Sudah pasti, paparan demikian tak akan kita temukan dalam buku teks sejarah. Oleh karenanya, melalui buku Jalan Raya Pos, Jalan Daendels ini sejarah jadi terasa menarik dan nikmat untuk diikuti. Dengan ketekunan seorang sejarawan, Pram mencangkuli, menggali, setiap data dan detail sebuah peristiwa untuk kemudian dicatat dan dituliskan kembali sebagai sebuah upaya melawan lupa.

Tahun ini, tepat 200 tahun usia Jalan Raya Daendels. Pada masanya, jalan ini pernah menjadi jalan terpanjang di dunia. Sama dengan jalan raya yang menghubungkan Amsterdam-Paris.

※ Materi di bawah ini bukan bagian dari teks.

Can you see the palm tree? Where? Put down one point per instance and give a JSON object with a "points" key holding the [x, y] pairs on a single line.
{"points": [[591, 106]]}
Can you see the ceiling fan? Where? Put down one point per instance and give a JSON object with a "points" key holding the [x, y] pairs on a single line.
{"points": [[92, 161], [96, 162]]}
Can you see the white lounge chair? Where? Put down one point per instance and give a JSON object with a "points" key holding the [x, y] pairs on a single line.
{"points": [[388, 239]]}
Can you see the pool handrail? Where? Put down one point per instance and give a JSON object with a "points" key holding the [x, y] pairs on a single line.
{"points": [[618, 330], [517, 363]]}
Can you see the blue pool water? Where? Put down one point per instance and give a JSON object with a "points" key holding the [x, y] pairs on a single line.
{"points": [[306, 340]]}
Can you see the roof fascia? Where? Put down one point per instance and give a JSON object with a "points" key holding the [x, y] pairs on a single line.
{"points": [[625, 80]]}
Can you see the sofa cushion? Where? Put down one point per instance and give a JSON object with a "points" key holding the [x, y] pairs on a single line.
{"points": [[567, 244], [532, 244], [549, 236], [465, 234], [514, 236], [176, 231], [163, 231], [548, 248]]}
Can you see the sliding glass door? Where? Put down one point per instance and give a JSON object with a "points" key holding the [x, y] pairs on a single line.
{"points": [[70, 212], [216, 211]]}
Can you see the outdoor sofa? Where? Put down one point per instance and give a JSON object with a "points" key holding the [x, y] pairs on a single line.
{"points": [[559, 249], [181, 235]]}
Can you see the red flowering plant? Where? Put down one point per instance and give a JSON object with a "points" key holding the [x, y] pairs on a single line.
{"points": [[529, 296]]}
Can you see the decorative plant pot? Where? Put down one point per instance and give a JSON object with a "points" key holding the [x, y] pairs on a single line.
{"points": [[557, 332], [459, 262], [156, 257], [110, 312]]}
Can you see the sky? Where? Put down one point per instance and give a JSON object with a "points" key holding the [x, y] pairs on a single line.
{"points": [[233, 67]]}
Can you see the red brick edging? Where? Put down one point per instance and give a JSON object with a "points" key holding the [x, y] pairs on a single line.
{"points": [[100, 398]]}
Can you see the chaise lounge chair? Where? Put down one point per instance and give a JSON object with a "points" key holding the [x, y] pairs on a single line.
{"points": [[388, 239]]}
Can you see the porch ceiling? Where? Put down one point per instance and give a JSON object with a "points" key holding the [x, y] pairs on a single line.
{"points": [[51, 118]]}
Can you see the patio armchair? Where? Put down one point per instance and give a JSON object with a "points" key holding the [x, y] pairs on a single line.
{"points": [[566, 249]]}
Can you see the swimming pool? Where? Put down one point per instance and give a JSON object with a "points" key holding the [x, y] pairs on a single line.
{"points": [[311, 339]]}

Jalan yang ternyata tidak sepenuhnya hasil karya Daendels (jalan aslinya sebagian sudah ada sejak berabad-abad sebelumnya, ia hanya melebarkannya menjadi 7 meter) ini, menjadi saksi dan bukti pembantaian manusia-manusia pribumi. Kisah di balik pembuatannya hanya salah satu dari banyak tragedi kerja paksa yang pernah berlangsung di Hindia Belanda. Di bawah Jalan Daendels ini terhimpun ribuan mayat petani dan orang-orang kecil tak berdaya.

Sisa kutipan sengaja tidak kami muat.